Thomas Dumitrescu, UCLA assistant professor of physics, is one of the founding principal investigators of the Simons Collaboration on Global Categorical Symmetries, which was recently established by the Simons Foundation with an award of $8 million over the next four years, and is renewable for three additional years.
Symmetry is a powerful tool for organizing physical phenomena, and anchors our understanding of the laws of nature. Research in this field has seen remarkable advances in mathematics and physics in recent years, much of which has been driven by the quest to achieve a deeper understanding of quantum field theory — the universal language of modern theoretical physics.
“Recent research in quantum field theory — including my own — has shown that our notion of what constitutes a symmetry should be generalized in various ways,” said Dumitrescu, a member of UCLA’s Mani L. Bhaumik Institute for Theoretical Physics, and holder of the Mani L. Bhaumik Presidential Endowed Term Chair in Theoretical Physics. “Even physical systems that have been studied for decades turn out to possess some of these new symmetries. This is exciting, because more symmetry means that we can better predict the behavior of such systems, even if they are very complicated and not amenable to conventional solution techniques.”

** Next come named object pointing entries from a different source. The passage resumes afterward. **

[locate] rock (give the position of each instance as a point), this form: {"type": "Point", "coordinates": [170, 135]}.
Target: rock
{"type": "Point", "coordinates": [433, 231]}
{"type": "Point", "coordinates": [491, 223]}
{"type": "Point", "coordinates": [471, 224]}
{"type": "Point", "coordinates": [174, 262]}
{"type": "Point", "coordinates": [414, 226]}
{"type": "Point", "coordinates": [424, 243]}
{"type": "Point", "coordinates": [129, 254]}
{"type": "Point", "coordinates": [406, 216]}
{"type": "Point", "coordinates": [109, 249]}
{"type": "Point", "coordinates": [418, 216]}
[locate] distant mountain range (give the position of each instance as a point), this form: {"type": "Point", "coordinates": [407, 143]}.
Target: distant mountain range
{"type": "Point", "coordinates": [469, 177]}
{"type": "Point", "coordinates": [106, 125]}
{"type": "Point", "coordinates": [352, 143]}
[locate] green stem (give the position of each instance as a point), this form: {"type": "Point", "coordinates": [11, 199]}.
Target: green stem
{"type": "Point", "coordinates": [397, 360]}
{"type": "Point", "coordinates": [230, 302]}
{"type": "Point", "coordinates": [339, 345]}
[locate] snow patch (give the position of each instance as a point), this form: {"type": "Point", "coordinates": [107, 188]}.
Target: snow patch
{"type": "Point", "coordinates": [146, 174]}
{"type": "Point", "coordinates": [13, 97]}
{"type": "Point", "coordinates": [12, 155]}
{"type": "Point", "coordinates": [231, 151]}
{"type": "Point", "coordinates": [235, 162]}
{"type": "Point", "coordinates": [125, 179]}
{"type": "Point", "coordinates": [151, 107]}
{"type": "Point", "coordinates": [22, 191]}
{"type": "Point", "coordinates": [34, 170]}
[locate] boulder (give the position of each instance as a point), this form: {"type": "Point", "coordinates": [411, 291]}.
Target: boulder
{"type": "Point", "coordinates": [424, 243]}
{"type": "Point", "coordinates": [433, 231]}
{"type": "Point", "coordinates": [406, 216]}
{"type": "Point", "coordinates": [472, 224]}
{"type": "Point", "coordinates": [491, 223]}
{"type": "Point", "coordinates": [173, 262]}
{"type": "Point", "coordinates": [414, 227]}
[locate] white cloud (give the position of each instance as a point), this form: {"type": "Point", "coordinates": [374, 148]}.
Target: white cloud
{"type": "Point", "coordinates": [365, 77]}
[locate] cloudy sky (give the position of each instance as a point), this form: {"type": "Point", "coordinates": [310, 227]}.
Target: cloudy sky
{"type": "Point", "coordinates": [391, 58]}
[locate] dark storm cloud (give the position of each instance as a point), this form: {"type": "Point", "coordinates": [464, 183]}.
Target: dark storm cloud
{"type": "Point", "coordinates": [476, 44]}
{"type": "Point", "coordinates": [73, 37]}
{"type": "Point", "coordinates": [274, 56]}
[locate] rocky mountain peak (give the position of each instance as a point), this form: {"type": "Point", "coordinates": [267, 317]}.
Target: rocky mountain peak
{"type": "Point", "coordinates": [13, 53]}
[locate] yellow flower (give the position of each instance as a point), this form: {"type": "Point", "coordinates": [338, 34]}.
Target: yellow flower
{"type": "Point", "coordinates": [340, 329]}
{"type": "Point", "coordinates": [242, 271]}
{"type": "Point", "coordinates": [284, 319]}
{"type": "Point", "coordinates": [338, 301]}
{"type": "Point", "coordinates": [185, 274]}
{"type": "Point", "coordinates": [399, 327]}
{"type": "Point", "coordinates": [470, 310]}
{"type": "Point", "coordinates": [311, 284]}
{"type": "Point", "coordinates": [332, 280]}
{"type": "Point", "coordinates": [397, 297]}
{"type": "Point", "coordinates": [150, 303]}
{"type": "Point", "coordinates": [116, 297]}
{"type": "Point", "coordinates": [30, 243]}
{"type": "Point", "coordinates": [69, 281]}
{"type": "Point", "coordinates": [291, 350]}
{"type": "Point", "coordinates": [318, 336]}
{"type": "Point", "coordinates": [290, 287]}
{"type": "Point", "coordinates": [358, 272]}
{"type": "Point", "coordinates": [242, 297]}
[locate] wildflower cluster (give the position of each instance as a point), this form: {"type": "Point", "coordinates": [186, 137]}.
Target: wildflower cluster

These and other developments indicate that sophisticated modern mathematics — higher category theory and topological quantum field theory — are the natural language with which to leverage the power of these symmetries, he said.
The collaboration, directed by Constantin Teleman, professor of mathematics at UC Berkeley, consists of 20 physicists and mathematicians who conduct research across disciplinary boundaries, working at universities in North America, Europe and Japan.